Obi made the remarks in a statement shared on his official X account on Monday, saying the rising debt burden should raise serious questions about government spending priorities.
He said borrowing is not a problem when used for productive investments, but argued that Nigeria’s debt profile shows a different reality.
According to him, a large portion of past borrowing has gone into consumption rather than projects that deliver long-term development outcomes.
Obi also noted that Nigeria continues to accumulate new external loans, including recent arrangements from international lenders, which he said further increase the country’s debt exposure.
He compared debt servicing obligations with budget allocations for key sectors, noting that Nigeria’s combined spending on health, education, and poverty alleviation remains significantly lower than debt repayments.

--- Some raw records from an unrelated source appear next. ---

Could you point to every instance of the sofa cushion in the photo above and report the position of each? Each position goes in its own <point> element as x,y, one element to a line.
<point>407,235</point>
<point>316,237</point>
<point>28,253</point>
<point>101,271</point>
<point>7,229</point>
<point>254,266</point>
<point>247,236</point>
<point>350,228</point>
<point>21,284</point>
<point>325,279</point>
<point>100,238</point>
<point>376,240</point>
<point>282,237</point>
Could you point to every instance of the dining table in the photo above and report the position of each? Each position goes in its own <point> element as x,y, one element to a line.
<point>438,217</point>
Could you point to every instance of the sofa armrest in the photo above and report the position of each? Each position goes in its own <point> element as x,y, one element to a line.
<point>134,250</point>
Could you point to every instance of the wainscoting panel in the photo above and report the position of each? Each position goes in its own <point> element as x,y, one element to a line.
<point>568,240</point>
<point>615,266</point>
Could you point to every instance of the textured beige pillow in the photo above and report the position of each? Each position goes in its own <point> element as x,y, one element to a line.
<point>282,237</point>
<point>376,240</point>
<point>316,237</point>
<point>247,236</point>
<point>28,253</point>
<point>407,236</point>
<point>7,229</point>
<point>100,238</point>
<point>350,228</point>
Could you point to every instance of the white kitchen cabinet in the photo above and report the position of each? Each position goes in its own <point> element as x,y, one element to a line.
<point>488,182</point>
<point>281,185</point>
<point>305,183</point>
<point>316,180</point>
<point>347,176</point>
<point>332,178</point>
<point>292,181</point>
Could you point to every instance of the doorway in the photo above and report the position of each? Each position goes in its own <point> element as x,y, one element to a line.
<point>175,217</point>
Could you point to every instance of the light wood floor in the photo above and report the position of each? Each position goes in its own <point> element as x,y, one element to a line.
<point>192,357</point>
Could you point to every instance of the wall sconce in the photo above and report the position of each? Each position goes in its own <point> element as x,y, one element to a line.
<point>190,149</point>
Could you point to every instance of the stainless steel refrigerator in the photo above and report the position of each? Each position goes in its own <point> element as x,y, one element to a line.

Obi warned that this imbalance could weaken investment in human capital and social protection, which are critical for long-term development.
He added that in some advanced economies, borrowing is directed toward productive sectors such as infrastructure, education, healthcare, and innovation, which help sustain repayment capacity.
The former governor stressed that the key issue is not borrowing itself, but whether funds are used in ways that generate measurable economic returns and improve living standards.
Without this, he warned, debt servicing could become a long-term burden that limits growth and increases economic vulnerability.
His comments follow recent remarks by President Bola Tinubu, who projected Nigeria’s 2026 debt servicing at about $11.6 billion.